Sexual harassment from an employee is unacceptable.

That’s an uncontroversial statement in 2017, one that nearly every modern company would agree with. But at 21st Century Fox, owner of Fox News, it was seen as a dilemma. Fox News’s most lucrative star, host Bill O’Reilly, was accused of a pattern (paywall) of sexual harassment dating back more than a decade. O’Reilly wasn’t just a cash cow for Fox: He was the tribune of its core audience and a key to the network’s identity—a conservative white man with little patience for progressive values and contemporary culture.

Weighing against loyalty to O’Reilly and his millions of viewers was the perception of Fox by advertisers —who were abandoning “The O’Reilly Factor” in droves—investors, and current and future employees, particularly women.

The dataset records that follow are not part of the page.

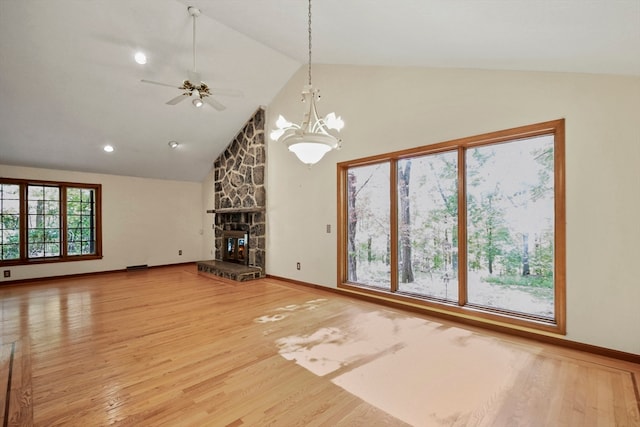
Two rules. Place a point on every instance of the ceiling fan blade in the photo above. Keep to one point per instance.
(227, 92)
(178, 98)
(195, 77)
(160, 84)
(215, 104)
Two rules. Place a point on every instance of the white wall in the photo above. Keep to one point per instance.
(144, 221)
(208, 200)
(387, 109)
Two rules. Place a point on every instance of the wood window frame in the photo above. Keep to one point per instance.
(63, 257)
(483, 314)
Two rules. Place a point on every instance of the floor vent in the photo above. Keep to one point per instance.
(137, 267)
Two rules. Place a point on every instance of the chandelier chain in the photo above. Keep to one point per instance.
(309, 42)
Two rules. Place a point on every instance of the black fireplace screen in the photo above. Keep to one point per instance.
(235, 246)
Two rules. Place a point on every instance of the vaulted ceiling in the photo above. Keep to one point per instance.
(69, 85)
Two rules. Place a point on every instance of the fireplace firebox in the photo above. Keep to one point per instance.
(235, 246)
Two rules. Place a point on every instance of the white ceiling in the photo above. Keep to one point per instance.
(69, 85)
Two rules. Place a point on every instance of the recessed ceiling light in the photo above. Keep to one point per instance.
(140, 58)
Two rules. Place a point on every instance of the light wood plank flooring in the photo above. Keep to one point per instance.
(168, 347)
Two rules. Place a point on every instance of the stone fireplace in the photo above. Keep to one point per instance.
(239, 205)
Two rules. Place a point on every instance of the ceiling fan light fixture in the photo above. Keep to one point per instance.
(314, 137)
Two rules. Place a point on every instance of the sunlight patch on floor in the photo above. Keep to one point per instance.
(448, 374)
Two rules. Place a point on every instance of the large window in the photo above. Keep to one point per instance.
(471, 226)
(48, 221)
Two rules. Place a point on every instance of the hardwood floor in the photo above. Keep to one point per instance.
(169, 347)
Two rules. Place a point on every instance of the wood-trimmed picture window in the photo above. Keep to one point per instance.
(474, 226)
(44, 221)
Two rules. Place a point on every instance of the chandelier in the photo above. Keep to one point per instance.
(311, 139)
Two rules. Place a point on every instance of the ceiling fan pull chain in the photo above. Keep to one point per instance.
(194, 44)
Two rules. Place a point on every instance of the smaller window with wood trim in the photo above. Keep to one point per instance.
(43, 221)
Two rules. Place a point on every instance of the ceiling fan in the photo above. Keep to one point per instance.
(194, 86)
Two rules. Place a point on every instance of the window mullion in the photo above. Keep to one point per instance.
(393, 194)
(462, 228)
(23, 221)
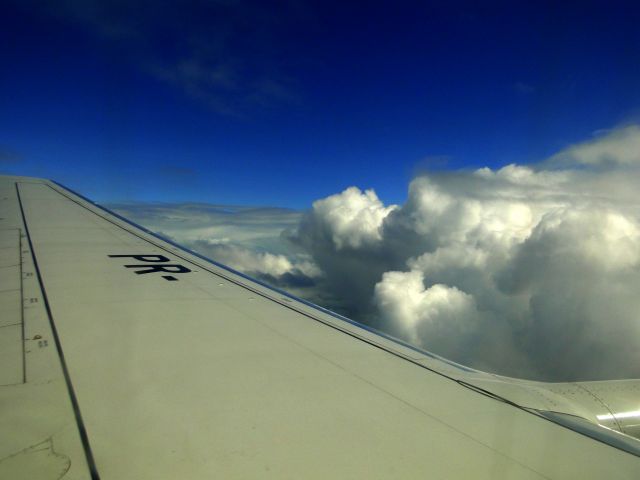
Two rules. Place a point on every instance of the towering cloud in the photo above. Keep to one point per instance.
(527, 270)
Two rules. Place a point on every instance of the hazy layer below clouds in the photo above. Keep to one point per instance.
(530, 271)
(248, 239)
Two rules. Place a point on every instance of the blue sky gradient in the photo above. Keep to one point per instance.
(281, 103)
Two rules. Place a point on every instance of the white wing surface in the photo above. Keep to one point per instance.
(123, 356)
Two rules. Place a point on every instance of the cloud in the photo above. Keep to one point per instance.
(620, 147)
(223, 54)
(525, 270)
(529, 271)
(247, 239)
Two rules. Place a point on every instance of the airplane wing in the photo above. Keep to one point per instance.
(125, 356)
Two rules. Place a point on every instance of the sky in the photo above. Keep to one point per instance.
(281, 103)
(461, 176)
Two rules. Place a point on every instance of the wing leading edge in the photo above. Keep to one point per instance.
(125, 356)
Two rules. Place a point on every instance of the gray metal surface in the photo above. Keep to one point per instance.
(208, 375)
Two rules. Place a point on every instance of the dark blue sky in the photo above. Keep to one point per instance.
(282, 103)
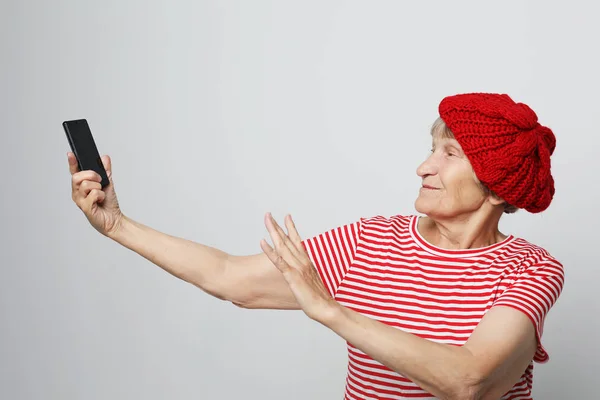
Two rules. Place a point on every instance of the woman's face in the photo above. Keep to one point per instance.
(449, 186)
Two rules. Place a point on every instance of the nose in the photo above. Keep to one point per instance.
(428, 167)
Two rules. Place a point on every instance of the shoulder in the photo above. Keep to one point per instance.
(536, 260)
(400, 221)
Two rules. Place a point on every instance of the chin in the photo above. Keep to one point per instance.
(422, 206)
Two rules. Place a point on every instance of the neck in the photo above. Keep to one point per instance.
(467, 231)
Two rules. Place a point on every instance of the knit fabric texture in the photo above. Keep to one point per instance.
(506, 145)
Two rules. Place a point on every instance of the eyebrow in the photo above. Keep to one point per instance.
(448, 144)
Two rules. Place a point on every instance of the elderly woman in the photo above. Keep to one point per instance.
(442, 305)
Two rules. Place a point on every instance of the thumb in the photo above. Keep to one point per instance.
(107, 164)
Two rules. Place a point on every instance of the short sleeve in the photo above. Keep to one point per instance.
(333, 252)
(534, 293)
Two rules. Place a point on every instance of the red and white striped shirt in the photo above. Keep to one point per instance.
(384, 269)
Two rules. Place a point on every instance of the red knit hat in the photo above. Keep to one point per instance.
(507, 147)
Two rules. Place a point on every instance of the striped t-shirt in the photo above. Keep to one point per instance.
(384, 269)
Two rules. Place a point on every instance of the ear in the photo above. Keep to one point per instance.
(494, 199)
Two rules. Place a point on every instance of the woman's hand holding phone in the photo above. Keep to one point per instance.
(100, 206)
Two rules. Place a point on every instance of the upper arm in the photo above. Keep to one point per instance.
(508, 337)
(254, 282)
(503, 345)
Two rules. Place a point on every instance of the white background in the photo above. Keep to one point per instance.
(215, 112)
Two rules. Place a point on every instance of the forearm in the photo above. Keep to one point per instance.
(200, 265)
(443, 370)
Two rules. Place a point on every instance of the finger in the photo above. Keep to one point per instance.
(274, 256)
(73, 167)
(87, 186)
(79, 177)
(90, 200)
(293, 232)
(283, 241)
(295, 239)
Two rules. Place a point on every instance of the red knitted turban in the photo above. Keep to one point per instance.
(507, 147)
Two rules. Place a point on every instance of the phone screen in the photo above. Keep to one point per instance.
(83, 145)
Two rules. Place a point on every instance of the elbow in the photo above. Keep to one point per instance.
(472, 386)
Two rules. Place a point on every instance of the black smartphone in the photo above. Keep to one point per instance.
(83, 145)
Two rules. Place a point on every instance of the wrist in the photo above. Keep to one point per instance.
(331, 314)
(120, 229)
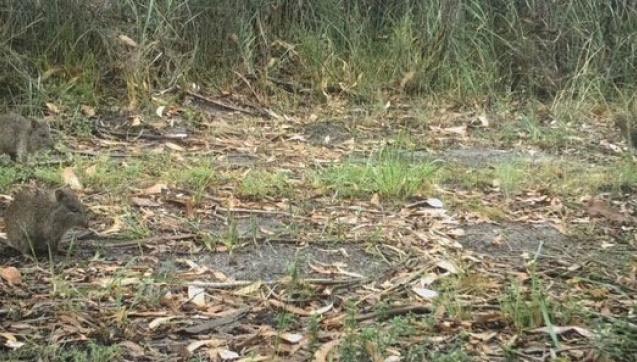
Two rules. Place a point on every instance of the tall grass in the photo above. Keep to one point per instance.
(569, 51)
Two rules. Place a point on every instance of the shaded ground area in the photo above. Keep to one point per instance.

Fox was already struggling to combat its reputation as a workplace that tolerated sexual harassment in the aftermath of allegations of similar behavior by former Fox News chairman Roger Ailes. The company ousted Ailes last year and agreed to settle lawsuits brought by former anchor Gretchen Carlson and other female employees. Another star, Megyn Kelly, left the company for NBC due in part to the defensive response many of her Fox colleagues had to the Ailes allegations.

Fox also risked losing its female audience: According to a poll conducted by Morning Consult April 13-15, 48% of women—and 35% of Republican women—believed Fox should cancel O’Reilly’s show.

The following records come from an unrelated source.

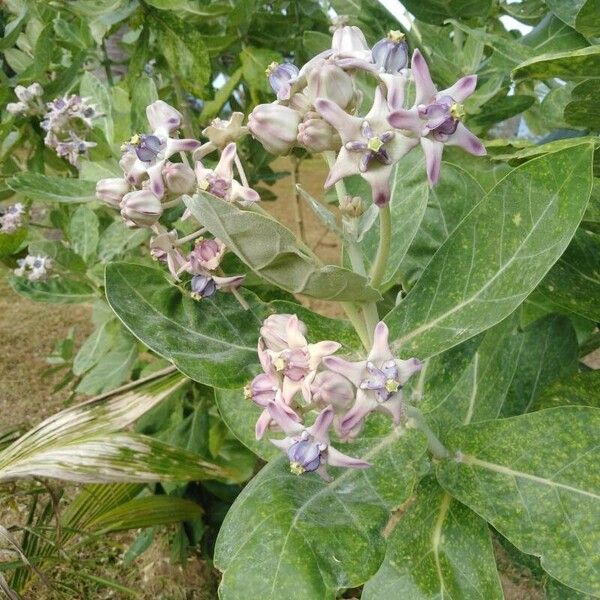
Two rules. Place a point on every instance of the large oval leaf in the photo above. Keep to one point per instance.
(212, 341)
(273, 252)
(535, 479)
(52, 189)
(439, 549)
(497, 255)
(298, 537)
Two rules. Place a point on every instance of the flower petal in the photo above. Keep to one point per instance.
(335, 458)
(433, 159)
(425, 90)
(462, 89)
(467, 141)
(353, 371)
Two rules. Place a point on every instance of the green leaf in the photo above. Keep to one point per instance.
(184, 51)
(83, 444)
(503, 374)
(83, 232)
(580, 389)
(583, 110)
(11, 242)
(212, 341)
(143, 94)
(456, 193)
(118, 239)
(298, 537)
(583, 15)
(576, 64)
(273, 252)
(574, 281)
(254, 62)
(439, 549)
(240, 416)
(40, 187)
(57, 290)
(437, 11)
(534, 478)
(96, 93)
(497, 255)
(148, 511)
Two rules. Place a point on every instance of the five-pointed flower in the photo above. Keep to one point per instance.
(369, 146)
(220, 182)
(308, 448)
(435, 117)
(379, 381)
(147, 153)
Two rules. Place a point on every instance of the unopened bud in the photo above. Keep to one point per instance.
(330, 82)
(391, 53)
(316, 135)
(142, 208)
(334, 389)
(207, 254)
(203, 287)
(112, 190)
(179, 178)
(274, 331)
(275, 127)
(352, 207)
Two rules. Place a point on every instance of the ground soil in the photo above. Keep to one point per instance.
(28, 332)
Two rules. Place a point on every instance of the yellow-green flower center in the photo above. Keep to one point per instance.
(297, 468)
(374, 144)
(395, 36)
(392, 386)
(457, 111)
(271, 68)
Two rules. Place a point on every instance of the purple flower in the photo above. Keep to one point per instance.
(379, 381)
(369, 147)
(434, 119)
(308, 448)
(391, 53)
(146, 154)
(281, 76)
(220, 182)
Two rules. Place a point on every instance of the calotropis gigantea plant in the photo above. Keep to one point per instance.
(450, 405)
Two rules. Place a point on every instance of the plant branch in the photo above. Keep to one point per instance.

While Rupert Murdoch, executive chairman of 21st Century Fox, was reportedly in favor of keeping O’Reilly, his sons, James and Lachlan, argued it was time for him to go. In a memo to employees, the senior Murdoch paid respect to O’Reilly’s success, but said the company was committed “to fostering a work environment built on the values of respect and trust.”

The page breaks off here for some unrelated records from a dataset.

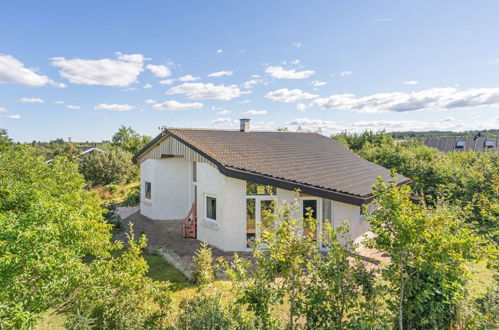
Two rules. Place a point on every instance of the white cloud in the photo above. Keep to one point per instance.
(188, 77)
(434, 98)
(120, 72)
(345, 73)
(318, 83)
(285, 95)
(175, 105)
(301, 107)
(12, 71)
(222, 121)
(166, 81)
(255, 112)
(280, 73)
(221, 73)
(31, 100)
(331, 127)
(11, 116)
(160, 71)
(198, 91)
(114, 107)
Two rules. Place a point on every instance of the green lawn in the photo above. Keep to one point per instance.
(162, 270)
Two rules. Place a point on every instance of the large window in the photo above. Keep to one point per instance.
(147, 190)
(211, 208)
(309, 211)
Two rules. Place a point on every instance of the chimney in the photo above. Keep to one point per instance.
(244, 125)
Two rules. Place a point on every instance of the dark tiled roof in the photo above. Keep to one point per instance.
(314, 163)
(447, 144)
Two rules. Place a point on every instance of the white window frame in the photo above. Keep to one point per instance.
(206, 207)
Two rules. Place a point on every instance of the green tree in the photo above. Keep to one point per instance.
(428, 248)
(5, 140)
(129, 140)
(111, 167)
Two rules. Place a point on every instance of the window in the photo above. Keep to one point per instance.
(259, 189)
(489, 143)
(147, 190)
(194, 172)
(211, 208)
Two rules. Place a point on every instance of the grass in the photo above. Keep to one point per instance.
(162, 270)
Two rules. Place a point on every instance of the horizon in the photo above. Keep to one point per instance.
(81, 70)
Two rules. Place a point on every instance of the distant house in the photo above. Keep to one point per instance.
(225, 179)
(477, 143)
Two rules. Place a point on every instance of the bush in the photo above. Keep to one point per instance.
(203, 273)
(112, 167)
(206, 311)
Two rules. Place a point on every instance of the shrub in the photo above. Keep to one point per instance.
(112, 167)
(133, 198)
(203, 273)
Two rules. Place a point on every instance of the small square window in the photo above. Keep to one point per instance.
(211, 208)
(147, 190)
(489, 143)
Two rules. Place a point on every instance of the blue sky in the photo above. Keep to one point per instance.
(81, 70)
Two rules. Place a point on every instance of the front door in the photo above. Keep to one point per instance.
(256, 221)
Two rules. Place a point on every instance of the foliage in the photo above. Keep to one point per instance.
(341, 292)
(203, 273)
(115, 294)
(112, 167)
(206, 310)
(318, 291)
(428, 248)
(55, 250)
(128, 139)
(133, 197)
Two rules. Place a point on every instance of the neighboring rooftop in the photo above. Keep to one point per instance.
(477, 143)
(314, 163)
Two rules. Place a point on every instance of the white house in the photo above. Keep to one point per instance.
(224, 174)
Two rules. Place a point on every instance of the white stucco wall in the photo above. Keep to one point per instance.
(170, 182)
(229, 231)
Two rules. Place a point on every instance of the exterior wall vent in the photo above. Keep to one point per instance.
(244, 125)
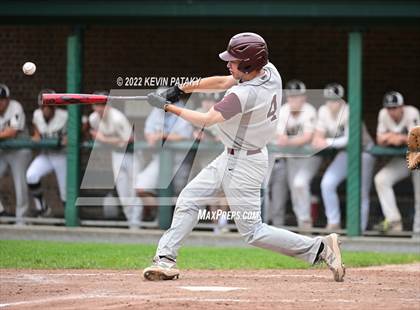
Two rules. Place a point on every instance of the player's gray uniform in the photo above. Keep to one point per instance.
(159, 121)
(294, 172)
(18, 160)
(241, 175)
(396, 169)
(336, 132)
(52, 160)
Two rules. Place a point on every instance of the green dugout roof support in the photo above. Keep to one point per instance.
(354, 149)
(74, 85)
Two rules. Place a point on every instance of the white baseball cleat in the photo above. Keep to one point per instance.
(161, 269)
(331, 255)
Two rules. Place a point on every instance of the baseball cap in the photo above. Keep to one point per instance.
(393, 99)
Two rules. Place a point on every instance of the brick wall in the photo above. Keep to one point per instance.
(317, 55)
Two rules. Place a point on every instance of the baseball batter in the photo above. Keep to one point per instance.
(246, 119)
(394, 122)
(110, 126)
(12, 125)
(332, 131)
(48, 122)
(295, 129)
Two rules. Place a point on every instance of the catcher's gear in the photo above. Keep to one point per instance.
(393, 99)
(413, 152)
(172, 94)
(334, 91)
(157, 101)
(250, 48)
(295, 88)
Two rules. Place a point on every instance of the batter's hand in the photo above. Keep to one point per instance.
(172, 94)
(157, 101)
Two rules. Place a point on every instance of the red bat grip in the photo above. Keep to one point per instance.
(66, 99)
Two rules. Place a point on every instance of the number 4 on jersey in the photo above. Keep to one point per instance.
(273, 108)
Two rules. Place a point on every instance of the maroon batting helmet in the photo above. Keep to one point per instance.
(250, 48)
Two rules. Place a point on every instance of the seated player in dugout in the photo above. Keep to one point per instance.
(295, 129)
(161, 127)
(332, 131)
(12, 125)
(110, 126)
(48, 122)
(394, 122)
(246, 119)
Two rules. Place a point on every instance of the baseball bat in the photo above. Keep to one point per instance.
(68, 99)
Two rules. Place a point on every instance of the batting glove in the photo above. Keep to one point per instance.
(157, 101)
(172, 94)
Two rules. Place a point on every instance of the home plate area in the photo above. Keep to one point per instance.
(388, 287)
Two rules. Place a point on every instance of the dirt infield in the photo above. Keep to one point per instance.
(388, 287)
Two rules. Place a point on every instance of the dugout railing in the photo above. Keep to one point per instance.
(166, 195)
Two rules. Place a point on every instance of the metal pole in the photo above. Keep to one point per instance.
(355, 128)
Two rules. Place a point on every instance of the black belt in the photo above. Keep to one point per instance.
(250, 152)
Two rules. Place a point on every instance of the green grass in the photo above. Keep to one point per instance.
(57, 255)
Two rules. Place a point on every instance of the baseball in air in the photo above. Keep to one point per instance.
(29, 68)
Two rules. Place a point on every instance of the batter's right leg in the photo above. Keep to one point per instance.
(279, 192)
(18, 161)
(241, 187)
(202, 190)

In a statement April 19, O’Reilly called the accusations against him “completely unfounded.”

Fox may have had other considerations in mind, as well: 21st Century Fox is bidding to take over the 61% of Sky, a European telecom, it doesn’t own, and must prove to UK regulators the company is “fit and proper” to own a British broadcast license.

This isn’t the first time the Murdochs have sacrificed a valuable asset to protect their long-term business interests. In 2011, they shut down the immensely profitable Sunday tabloid News of the World to contain damage from a mushrooming phone hacking scandal.

Rather than mourn the revenue lost from the News of the World, the Murdoch’s News Corp. began publishing another tabloid, The Sun, on Sundays to fill the gap. Replacing O’Reilly may be more challenging, but a necessary cost of doing business.